Called once before any other events. Return the initial actions:
typically an InsertCashAction to fund the portfolio and one
or more RegisterSecurityActions to subscribe to market data.
You can also register a timer with RegisterTimeStepAction.
on_bar
async def on_bar(self, event: BarEvent) -> list[Action]:
...
Called for each bar event on a registered symbol and timeframe. Update
your indicators and state, then return any orders or other actions. This
is the primary decision loop for most strategies. Events may arrive for
multiple symbols or timeframes, so filter by
event.symbol and event.asset_type.
on_timer
async def on_timer(self, event: TimerEvent) -> list[Action]:
...
Called for each timer tick you registered with
RegisterTimeStepAction. The resulting timers have
timer_id="time_step".
on_expiration
async def on_expiration(self, event: ExpirationEvent) -> list[Action]:
... Called when a security you registered expires. The framework automatically unsubscribes every bar and quote registration for that security, so this handler is where you resolve the new front month contract and register it.
on_order_update
async def on_order_update(self, event: OrderUpdateEvent) -> list[Action]:
...
Called on every state change for orders you placed. The event carries
order_state, cumulative_quantity_filled, and
cumulative_net_money. Correlate updates by
order_id; there is no side field.
A common pattern: set self._order_pending = True when you
place an order, clear it here when the order reaches a terminal state
(FILLED, CANCELLED, REJECTED,
EXPIRED), and check that flag before placing another order.
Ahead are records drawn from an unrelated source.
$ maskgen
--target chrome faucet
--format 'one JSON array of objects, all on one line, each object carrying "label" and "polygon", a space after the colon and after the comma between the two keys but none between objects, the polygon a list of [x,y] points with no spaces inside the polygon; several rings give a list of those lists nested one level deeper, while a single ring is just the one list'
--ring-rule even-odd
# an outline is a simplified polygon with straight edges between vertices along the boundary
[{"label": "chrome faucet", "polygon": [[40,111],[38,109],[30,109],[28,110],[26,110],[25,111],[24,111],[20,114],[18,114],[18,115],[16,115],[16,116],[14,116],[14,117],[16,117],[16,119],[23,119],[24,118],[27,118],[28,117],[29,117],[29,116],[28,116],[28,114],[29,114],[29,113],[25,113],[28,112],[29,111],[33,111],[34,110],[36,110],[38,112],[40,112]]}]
This prevents duplicate submissions across repeated bar events.
on_stop
async def on_stop(self, reason: str) -> None:
...
Called once at shutdown. Cleanup only; it returns None, not
a list of actions. You cannot place orders from here.
Simulation time
self.simulation_time is the current simulation clock,
updated by the framework before each handler runs. Use it whenever you
need a timestamp. In backtest it is the historical time; in paper or
live it tracks real time.
Return value rules
-
on_start,on_bar,on_quote,on_timer,on_expiration, andon_order_updatemust all returnlist[Action]. An empty list is fine. -
on_stopreturnsNone. - Do not block. No long sleeps, no synchronous I/O that stalls the event loop.
Quote subscriptions are disabled
The runtime currently ignores quote subscriptions. Do not use
QuoteRegistrationRequest or
UnregisterQuoteAction. Use bar subscriptions only. This
applies to all modes, not just backtest.
Runtime environment
Strategy code runs in a sandboxed container with a read only filesystem, no network access, and no subprocess capability. The framework handles everything outside your logic: event loop, data subscriptions, order routing, portfolio, and persistence. Python 3.13+.